Another state-owned Indian aviation company may be going the Air India way.
Just four months after the state run carrier’s disinvestment plan went belly up, Pawan Hans, another government air transport firm, may have evoked a lukewarm response from buyers.
While Air India’s failure was due to its huge debt pile and operational losses, the country’s biggest helicopter service provider by revenue is actually profitable.
The government’s been trying to sell its majority stake in Pawan Hans since last year. Bidding for 100% ownership of the company closed yesterday (Sept. 19).
But with the Indian aviation sector in distress, hopes aren’t high. “I don’t expect many major players going after this (Pawan Hans) at this point,” said Ashish Nainan, research analyst at CARE Ratings.

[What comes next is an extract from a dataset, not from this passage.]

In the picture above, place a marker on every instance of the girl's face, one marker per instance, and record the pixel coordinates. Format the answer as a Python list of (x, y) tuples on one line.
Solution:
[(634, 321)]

Selling once, selling twice
This was the government’s second attempt to part ways with Pawan Hans, established in 1985.
In October 2017, it invited bids for the 51% stake it owns in the company, which has been profitable in the five years up to financial year 2017.

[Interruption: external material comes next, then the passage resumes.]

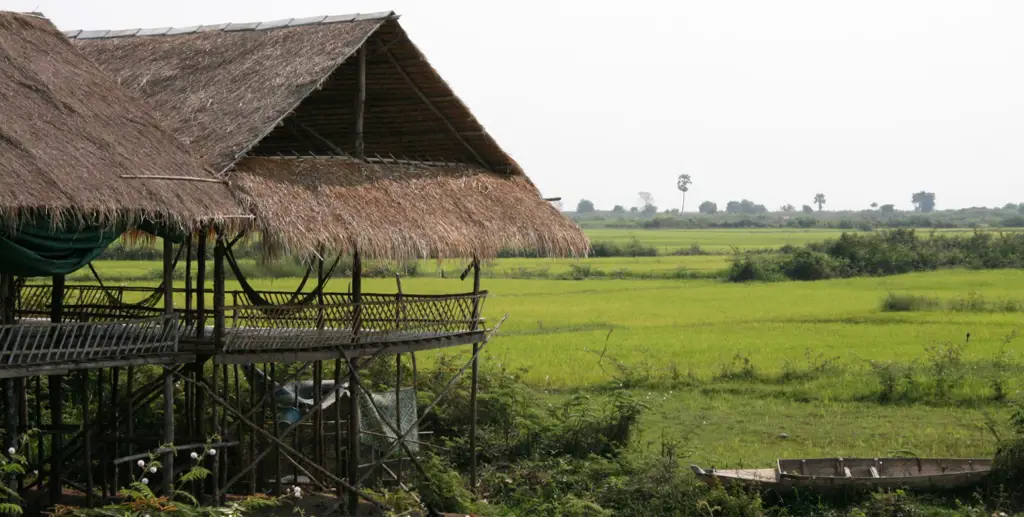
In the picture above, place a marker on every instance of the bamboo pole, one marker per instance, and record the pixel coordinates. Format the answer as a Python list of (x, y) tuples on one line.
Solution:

At the end of the first round of bidding, the ministry of civil aviation said it had received only one offer, forcing the government to restart the process afresh this April.
Last month, the sale was bumped up to a 100% stake in Pawan Hans, after the state-owned Oil and Natural Gas Corporation (ONGC) also agreed to sell its 49% stake in the chopper firm.

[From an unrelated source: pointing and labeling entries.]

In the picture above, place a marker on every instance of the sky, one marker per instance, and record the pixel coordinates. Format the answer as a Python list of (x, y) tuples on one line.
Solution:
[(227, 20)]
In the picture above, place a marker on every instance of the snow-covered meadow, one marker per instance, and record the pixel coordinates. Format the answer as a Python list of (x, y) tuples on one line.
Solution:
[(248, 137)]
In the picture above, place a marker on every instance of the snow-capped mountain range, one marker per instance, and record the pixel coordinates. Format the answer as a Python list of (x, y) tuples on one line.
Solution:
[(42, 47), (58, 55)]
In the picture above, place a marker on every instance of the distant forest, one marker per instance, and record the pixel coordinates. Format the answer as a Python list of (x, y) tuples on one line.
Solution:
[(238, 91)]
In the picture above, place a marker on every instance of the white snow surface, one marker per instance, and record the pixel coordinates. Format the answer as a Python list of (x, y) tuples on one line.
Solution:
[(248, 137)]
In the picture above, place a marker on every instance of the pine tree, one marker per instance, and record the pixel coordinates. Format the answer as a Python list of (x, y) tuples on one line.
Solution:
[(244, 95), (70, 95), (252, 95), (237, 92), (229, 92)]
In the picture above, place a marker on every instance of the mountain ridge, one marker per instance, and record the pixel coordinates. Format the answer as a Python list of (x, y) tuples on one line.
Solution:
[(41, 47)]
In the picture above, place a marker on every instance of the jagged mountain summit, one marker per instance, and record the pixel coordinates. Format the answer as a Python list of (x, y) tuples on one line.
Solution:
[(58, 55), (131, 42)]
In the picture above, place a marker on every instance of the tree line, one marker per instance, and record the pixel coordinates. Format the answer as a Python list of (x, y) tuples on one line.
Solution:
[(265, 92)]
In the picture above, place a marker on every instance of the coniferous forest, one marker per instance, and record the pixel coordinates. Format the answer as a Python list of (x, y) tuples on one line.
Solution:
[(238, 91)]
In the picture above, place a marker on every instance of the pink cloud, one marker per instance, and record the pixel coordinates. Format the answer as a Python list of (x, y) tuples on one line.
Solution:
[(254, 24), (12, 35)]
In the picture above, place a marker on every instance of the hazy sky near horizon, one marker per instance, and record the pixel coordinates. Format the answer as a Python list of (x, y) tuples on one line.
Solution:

However, a key criterion—a minimum net worth of Rs500 crore ($69.38 million) for bidders—was not updated. At Rs985 crore, Pawan Hans itself has a net worth close to double that value.
Pawan Hans owns 43 helicopters, more than its Indian competitors like Global Vectra and Heligo Charters, and earns a steady income from state governments and oil majors in India. It provides helicopter services to ONGC and other state-owned energy firms for their off-shore operations, and to remote and hilly regions of India such as the northeastern states, and the archipelagos of the Andaman and Nicobar Islands and Lakshadweep.
Privatisation or IPO
Yet, buyer interest has been rather low.
“There aren’t many companies in India that can get into the general aviation market,” said Dhiraj Mathur, partner at PwC. The sale’s timing, coming when the Indian aviation sector is bleeding, isn’t the best either.
“There should have been no urgency to sell a profitable company at this point, when the aviation sector is in distress and fuel prices are high,” Nainan said.
According to Crisil Research, the Indian aviation market is still nascent, with penetration at 0.04 air trips per capita per annum. But the untapped potential also reflects a lack of infrastructure, Nainan said. “If a private entity were to buy Pawan Hans, it wouldn’t really find much infrastructure to operate with.”
Instead, disinvestment could have been more easily achieved through an IPO launch, he added. “The union government listed quite a few loss-making companies like HAL (Hindustan Aeronautics Limited) last year, which weren’t the best of companies to list. They could have rather exited the helicopter business by listing Pawan Hans,” he said.